New front

The sailors’ union strike is a typical example of the tensions being prompted by social security-related issues. At the same time, it shows how problems can intensify when the government’s stance lacks consistency. It would be no exaggeration to claim that the seamen’s strike was triggered less by the distance separating the government from the sailors’ demands than by the fact that the government appeared to make pledges to the Panhellenic Seamen’s Federation (PNO) while simultaneously taking them back. This was not because the government changed its mind, but because of poor communication between responsible officials, who handed out economic pledges without taking the fund’s capacity into consideration.
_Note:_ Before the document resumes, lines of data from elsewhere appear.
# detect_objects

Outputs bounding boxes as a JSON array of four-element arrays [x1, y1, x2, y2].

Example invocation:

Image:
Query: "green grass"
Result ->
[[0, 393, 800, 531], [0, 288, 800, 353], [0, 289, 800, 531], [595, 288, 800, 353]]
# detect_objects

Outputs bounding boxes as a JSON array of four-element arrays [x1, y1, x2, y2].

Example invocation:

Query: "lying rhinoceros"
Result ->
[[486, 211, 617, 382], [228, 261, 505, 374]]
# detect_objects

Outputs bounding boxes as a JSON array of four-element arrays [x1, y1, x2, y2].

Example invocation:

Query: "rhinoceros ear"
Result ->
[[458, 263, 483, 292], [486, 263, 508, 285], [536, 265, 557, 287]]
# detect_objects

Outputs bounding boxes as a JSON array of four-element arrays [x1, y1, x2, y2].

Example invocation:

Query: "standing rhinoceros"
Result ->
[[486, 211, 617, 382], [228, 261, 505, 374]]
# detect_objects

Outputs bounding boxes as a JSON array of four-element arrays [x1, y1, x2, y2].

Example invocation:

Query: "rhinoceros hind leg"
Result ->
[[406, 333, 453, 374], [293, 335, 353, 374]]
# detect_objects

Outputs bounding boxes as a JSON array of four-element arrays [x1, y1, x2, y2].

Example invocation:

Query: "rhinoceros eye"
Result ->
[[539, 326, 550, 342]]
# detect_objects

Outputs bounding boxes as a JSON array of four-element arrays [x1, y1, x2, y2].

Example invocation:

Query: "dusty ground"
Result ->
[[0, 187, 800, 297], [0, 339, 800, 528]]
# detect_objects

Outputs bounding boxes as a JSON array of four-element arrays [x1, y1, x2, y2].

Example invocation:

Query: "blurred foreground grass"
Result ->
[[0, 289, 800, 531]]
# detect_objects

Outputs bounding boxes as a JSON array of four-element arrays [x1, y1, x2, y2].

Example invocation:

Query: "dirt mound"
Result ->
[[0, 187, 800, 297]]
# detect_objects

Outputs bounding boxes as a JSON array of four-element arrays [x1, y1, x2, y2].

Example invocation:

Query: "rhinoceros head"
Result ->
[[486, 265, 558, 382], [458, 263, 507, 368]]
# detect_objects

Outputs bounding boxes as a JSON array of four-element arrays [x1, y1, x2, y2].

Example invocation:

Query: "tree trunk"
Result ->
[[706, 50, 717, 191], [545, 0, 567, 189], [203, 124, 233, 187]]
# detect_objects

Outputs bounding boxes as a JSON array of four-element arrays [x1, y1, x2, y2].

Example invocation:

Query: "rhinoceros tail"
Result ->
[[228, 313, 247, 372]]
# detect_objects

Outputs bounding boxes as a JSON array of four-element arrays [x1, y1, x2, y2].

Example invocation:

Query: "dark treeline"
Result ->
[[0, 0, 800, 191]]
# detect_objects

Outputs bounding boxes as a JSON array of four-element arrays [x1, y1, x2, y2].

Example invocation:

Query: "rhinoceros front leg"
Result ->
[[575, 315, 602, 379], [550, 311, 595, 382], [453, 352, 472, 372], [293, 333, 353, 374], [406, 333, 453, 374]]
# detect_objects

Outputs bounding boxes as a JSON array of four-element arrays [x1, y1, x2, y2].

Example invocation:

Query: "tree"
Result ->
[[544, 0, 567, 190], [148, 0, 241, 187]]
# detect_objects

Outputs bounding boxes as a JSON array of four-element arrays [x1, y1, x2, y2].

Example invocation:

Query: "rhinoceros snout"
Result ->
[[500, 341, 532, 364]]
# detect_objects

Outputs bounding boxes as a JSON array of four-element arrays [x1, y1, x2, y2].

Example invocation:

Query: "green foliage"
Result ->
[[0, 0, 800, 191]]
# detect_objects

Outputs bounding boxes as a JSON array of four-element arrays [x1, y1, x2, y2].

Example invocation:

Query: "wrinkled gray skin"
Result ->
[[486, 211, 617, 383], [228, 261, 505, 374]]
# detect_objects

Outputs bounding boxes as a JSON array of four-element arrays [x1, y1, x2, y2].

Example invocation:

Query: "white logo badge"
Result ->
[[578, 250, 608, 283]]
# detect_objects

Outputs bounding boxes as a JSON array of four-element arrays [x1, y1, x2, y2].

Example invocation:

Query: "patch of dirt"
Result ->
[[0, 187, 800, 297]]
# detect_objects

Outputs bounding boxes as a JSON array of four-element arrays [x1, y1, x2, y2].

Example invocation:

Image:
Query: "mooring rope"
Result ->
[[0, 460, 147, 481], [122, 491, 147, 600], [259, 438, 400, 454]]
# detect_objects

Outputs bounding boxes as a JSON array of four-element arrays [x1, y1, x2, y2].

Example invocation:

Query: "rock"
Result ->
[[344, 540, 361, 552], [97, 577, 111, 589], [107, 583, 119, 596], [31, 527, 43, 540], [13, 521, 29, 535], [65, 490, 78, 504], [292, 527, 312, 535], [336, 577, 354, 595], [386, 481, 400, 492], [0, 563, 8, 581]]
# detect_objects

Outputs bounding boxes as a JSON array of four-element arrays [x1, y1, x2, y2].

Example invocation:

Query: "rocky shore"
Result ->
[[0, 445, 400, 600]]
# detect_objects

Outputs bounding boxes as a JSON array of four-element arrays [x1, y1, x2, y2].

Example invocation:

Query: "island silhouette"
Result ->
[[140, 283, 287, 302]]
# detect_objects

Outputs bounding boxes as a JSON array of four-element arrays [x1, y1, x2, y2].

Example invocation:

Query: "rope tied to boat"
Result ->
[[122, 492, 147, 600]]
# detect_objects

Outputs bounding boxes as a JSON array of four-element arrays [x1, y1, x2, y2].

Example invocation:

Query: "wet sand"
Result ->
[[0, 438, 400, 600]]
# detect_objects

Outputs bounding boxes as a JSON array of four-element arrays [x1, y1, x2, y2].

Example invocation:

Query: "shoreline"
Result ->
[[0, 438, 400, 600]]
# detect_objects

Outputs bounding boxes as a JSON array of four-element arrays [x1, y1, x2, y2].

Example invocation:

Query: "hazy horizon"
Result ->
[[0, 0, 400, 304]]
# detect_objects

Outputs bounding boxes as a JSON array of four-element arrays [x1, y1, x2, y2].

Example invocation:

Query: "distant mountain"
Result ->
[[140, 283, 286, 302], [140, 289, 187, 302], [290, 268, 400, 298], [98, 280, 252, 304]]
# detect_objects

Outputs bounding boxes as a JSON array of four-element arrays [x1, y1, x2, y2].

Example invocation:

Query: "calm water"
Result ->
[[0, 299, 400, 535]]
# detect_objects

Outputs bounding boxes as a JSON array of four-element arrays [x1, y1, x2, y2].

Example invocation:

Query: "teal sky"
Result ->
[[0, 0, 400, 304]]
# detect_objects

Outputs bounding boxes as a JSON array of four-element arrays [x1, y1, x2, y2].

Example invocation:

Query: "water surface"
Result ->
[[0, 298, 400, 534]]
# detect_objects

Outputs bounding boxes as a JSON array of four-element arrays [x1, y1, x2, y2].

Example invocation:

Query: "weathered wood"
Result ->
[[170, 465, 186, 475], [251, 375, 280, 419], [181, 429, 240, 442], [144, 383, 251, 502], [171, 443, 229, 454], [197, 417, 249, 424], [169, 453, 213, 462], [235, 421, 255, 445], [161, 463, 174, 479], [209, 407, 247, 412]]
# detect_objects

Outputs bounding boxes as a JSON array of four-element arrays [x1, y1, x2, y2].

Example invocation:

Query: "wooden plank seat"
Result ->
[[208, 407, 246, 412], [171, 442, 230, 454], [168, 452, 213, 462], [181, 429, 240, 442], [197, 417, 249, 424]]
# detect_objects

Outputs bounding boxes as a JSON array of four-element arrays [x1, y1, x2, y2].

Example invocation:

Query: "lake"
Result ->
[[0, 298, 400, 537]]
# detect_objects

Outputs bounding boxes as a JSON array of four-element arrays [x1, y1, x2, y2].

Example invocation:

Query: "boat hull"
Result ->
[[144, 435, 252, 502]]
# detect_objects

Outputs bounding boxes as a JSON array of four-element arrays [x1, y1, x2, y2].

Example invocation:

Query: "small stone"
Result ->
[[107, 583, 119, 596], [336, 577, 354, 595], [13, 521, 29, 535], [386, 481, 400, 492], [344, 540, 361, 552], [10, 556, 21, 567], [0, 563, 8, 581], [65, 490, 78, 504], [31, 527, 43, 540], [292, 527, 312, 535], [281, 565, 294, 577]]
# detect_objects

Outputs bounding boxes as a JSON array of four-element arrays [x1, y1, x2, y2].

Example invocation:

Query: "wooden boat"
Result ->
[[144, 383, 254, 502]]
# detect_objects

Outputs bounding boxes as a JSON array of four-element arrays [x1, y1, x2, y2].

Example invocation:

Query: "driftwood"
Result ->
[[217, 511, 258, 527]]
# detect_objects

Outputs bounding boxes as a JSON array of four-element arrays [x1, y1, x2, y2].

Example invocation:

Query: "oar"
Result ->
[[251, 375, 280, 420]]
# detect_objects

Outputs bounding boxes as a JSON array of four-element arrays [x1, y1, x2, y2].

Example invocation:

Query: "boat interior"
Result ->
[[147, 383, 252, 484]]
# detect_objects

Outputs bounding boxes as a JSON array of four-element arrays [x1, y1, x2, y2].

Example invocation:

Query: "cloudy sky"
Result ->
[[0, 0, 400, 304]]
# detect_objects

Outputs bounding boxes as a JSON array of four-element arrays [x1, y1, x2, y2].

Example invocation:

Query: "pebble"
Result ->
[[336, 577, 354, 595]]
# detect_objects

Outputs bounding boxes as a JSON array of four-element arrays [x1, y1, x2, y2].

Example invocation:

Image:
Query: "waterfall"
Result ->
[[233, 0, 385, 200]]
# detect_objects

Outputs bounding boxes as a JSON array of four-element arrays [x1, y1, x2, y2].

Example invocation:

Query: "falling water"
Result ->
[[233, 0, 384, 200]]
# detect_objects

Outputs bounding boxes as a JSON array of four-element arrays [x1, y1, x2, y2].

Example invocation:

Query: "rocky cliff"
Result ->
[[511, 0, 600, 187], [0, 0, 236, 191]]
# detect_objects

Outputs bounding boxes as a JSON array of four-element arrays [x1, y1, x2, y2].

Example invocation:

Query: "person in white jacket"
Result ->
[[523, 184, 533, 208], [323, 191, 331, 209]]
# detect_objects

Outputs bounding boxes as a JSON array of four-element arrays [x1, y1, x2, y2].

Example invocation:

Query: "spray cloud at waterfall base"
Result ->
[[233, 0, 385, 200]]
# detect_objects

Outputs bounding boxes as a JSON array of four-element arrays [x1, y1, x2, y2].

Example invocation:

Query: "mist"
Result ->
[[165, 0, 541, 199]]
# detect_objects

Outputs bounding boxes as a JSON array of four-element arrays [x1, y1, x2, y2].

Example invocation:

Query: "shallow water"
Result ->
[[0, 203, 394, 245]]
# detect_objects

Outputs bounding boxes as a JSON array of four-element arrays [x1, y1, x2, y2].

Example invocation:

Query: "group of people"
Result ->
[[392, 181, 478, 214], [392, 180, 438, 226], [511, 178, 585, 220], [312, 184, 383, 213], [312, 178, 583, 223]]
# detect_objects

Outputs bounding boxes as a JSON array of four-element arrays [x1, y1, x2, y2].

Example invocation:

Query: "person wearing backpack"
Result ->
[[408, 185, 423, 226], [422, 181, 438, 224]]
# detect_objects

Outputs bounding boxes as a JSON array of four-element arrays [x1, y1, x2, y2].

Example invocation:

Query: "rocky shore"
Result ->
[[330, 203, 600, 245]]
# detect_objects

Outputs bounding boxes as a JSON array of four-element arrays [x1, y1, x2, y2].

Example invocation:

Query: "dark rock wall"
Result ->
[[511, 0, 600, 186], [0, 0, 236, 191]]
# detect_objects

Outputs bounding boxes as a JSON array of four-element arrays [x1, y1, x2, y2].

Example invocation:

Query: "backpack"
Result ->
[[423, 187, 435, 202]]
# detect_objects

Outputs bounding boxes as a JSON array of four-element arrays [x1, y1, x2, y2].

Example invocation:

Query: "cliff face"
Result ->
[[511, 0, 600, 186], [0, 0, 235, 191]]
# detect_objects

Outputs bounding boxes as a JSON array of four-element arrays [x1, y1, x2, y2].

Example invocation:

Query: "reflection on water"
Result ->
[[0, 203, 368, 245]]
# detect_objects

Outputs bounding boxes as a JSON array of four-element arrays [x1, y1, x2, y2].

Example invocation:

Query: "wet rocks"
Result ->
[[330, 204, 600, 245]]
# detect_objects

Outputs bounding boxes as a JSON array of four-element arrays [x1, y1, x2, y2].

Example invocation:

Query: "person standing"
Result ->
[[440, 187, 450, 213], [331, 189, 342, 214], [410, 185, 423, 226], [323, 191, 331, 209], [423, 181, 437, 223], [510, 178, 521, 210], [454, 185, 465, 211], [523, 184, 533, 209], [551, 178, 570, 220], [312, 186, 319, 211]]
It makes one wonder why Labor Minister Dimitris Reppas, the man behind the social security bill, contradicted himself in signing an amendment granting seamen a pension rise that would put an unbearable strain of 40-50 billion drachmas (117-147 million euros) on the budget – which already covers 75 percent of the seamen’s pension fund (NAT). It’s hard to understand why Reppas signed the amendment, and why Merchant Marine Minister Giorgos Anomeritis, who has promised sailors that their pensions would reach the level of other pension funds (that is 70 percent from the current 60 percent), disregarded the overall spirit of the legislation promoted by Reppas. He also disregarded the objections raised by Economy Minister Nikos Christodoulakis, who said that there is no money for such handouts. At best, there are funds for only a gradual increase over the next five years. This frivolity forced the government to take back the promises made by its ministers. This regression, in turn, outraged sailors even more than the five-year agreement they might have accepted, had it been made clear to them that justified as their demands may be, there is no money to meet them right now. It’s hard to pinpoint the cause of the government’s inconsistency, but this is not just a case of negligence or sloppiness. The disagreements inside the government clearly reflect essential differences on issues of methodology, but also private objectives linked to the desire of certain ministers to wear a more worker-friendly face. Whatever the reason may be, government inconsistency has generated a new front that could stir a broader reaction against social security reform – a reform that introduces but a bare minimum of the painful measures needed for the future.